I do not believe that Apple’s proposal will substantially contribute to fighting child pornography. This is for the simple reason that the production and distribution of child pornography is a criminal enterprise which requires considerable technological resources suitable for an illicit covert operation of such kind. iCloud is not an appropriate tool for that and Apple’s efforts are not likely to give significant results even if and when surveillance is extended to more states (and are probably not meant to). A more lasting consequence of this operation may be the fear that device-side surveillance is spreading and that other purposes (both legitimate and those that are less so) might emerge. Such purposes may be the political control of dissidents, the monitoring of compliance with financial or health regulation, etc. This is a legitimate concern. The EU legal framework is complicated and leaves a multitude of loopholes, making such acts potentially lawful at least in certain cases.

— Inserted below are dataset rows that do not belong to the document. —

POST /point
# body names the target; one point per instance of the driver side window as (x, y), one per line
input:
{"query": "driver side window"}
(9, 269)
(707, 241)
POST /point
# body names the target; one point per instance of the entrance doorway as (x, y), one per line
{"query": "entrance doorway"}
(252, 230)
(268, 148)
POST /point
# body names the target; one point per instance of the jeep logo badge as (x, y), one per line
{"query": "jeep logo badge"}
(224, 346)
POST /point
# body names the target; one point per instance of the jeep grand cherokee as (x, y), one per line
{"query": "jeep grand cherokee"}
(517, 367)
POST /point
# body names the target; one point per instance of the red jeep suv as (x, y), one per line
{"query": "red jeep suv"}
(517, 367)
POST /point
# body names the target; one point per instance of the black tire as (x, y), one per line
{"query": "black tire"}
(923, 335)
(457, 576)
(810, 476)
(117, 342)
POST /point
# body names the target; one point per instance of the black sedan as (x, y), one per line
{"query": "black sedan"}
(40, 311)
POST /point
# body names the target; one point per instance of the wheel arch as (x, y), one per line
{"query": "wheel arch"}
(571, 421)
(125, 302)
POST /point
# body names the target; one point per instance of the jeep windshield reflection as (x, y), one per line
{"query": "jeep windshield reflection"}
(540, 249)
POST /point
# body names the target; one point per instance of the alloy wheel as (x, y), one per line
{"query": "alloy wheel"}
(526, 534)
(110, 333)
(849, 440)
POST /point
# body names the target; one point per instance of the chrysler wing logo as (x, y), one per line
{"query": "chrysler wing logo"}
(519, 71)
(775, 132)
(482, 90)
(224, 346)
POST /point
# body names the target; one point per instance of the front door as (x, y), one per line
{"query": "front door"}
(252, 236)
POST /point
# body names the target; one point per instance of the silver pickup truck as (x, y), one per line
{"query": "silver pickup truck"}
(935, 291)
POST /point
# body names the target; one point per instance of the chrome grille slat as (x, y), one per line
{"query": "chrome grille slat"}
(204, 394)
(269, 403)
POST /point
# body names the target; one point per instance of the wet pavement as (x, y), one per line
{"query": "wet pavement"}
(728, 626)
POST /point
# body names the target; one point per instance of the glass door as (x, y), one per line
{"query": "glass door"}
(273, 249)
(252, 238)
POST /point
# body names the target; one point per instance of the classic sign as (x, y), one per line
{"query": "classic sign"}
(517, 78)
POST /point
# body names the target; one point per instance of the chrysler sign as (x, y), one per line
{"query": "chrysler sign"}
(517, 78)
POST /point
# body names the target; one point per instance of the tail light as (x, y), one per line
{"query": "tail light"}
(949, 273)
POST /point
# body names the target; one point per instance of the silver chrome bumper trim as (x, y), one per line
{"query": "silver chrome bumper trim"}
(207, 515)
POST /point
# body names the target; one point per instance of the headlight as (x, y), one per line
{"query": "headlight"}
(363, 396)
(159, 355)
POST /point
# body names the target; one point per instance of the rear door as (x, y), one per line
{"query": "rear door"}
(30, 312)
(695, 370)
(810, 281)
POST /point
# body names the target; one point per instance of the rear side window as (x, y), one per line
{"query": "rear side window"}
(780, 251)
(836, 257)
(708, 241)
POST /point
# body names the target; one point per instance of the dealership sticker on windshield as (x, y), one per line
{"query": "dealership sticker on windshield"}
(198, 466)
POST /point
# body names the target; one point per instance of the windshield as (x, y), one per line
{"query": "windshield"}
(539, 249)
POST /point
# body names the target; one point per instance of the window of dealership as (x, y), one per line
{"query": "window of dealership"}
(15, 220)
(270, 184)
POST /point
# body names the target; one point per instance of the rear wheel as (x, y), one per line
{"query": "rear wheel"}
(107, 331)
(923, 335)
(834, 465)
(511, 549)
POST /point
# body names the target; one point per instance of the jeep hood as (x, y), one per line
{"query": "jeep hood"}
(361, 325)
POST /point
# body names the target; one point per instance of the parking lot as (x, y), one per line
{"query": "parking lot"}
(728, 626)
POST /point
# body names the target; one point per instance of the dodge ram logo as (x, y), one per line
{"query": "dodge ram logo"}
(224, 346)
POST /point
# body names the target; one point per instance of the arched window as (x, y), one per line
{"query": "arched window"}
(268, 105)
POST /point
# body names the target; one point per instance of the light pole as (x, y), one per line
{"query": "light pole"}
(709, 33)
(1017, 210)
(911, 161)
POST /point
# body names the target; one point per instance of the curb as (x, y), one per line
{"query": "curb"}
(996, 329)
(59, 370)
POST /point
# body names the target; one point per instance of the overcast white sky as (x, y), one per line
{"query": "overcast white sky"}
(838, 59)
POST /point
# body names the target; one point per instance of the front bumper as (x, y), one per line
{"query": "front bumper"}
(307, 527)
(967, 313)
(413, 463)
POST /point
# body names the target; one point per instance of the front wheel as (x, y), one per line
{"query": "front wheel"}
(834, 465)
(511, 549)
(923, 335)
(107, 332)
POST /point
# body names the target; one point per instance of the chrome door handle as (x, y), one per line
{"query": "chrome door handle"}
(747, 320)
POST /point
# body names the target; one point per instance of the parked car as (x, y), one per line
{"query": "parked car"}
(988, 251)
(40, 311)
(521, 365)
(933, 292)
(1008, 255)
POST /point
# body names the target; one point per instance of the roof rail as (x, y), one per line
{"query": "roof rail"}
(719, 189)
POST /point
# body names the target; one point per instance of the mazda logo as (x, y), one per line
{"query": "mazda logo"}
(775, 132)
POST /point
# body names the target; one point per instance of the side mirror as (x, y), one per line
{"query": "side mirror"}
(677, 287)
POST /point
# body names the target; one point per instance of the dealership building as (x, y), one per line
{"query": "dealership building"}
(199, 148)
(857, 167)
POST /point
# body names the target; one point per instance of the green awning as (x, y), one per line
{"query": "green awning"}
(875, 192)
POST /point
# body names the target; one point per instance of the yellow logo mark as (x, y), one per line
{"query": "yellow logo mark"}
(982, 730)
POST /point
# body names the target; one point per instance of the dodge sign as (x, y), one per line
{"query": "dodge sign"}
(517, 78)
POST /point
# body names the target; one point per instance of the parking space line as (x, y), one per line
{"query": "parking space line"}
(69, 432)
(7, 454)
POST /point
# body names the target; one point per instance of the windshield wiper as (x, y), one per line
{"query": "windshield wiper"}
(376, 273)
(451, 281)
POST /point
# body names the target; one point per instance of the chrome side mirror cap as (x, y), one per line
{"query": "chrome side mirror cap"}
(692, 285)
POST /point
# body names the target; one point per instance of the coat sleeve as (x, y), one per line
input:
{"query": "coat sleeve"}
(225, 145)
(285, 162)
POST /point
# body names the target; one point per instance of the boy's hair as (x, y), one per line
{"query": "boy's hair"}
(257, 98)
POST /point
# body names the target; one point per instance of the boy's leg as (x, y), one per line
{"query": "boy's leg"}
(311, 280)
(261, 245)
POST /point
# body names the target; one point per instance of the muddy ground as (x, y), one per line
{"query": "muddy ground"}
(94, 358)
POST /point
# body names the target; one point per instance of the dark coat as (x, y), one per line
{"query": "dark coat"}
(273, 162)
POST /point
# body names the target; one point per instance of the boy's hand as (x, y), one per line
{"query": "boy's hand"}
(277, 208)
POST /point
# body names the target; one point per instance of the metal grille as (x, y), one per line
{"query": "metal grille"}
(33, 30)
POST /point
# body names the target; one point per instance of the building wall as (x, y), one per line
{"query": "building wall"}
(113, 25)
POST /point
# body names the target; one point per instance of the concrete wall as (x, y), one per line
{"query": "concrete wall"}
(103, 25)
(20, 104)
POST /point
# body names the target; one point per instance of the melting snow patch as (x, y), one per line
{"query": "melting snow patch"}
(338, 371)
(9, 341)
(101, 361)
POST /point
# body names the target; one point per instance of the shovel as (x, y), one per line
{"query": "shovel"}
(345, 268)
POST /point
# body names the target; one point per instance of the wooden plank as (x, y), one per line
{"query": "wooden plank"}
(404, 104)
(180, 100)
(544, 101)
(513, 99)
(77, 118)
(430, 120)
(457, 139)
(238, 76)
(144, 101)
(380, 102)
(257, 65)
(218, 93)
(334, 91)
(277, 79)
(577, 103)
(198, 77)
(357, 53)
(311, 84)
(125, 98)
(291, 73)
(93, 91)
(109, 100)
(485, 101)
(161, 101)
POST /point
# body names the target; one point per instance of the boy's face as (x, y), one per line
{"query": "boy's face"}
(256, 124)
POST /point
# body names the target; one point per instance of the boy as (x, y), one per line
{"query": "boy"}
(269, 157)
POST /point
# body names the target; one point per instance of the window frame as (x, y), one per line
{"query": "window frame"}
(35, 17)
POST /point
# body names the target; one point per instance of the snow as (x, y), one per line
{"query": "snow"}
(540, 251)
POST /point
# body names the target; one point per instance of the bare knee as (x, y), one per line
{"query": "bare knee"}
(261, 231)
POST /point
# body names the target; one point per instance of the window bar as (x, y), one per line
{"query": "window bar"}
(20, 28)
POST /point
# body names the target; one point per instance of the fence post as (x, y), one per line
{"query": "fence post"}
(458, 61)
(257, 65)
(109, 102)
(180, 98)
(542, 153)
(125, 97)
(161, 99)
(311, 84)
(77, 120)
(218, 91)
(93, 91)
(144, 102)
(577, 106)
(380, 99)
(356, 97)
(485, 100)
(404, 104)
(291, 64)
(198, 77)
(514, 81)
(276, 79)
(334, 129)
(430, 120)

Until now, it has been clear that contractual terms and conditions and data protection policies regulate server-side surveillance and content control. It has long been possible for a platform to state in its terms that it will monitor for illegal content. The ‘Good Samaritan” provisions, present in the United States and now proposed in EU DSA, would not make an active platform liable in cases where it intervenes to remove them. The present situation is different as it technologically changes the process, moving it device-side but maintaining some aspects of privacy. In my opinion, this may be useful but it presently raises too many concerns. We may trust Apple with our data but would we trust another firm? Would we trust a sub-contractor we are not aware is even handling out data? How good an overview of the process do we possess? These are only some of the questions. My feeling is that the EU’s approach of having sector-specific legislation is probably the right approach. The Parliament adopted a final version of the proposed Directive in July 2021 adding safeguards and remedies as well as a public list of organisations which are acting in the interests of child safety, thus opening the doors for a better law. This almost certainly removes the main objections in cases of child pornography screening but does not resolve the tension created by the technology itself. For that, either a revision of GDPR or another sector-specific law would almost certainly be needed.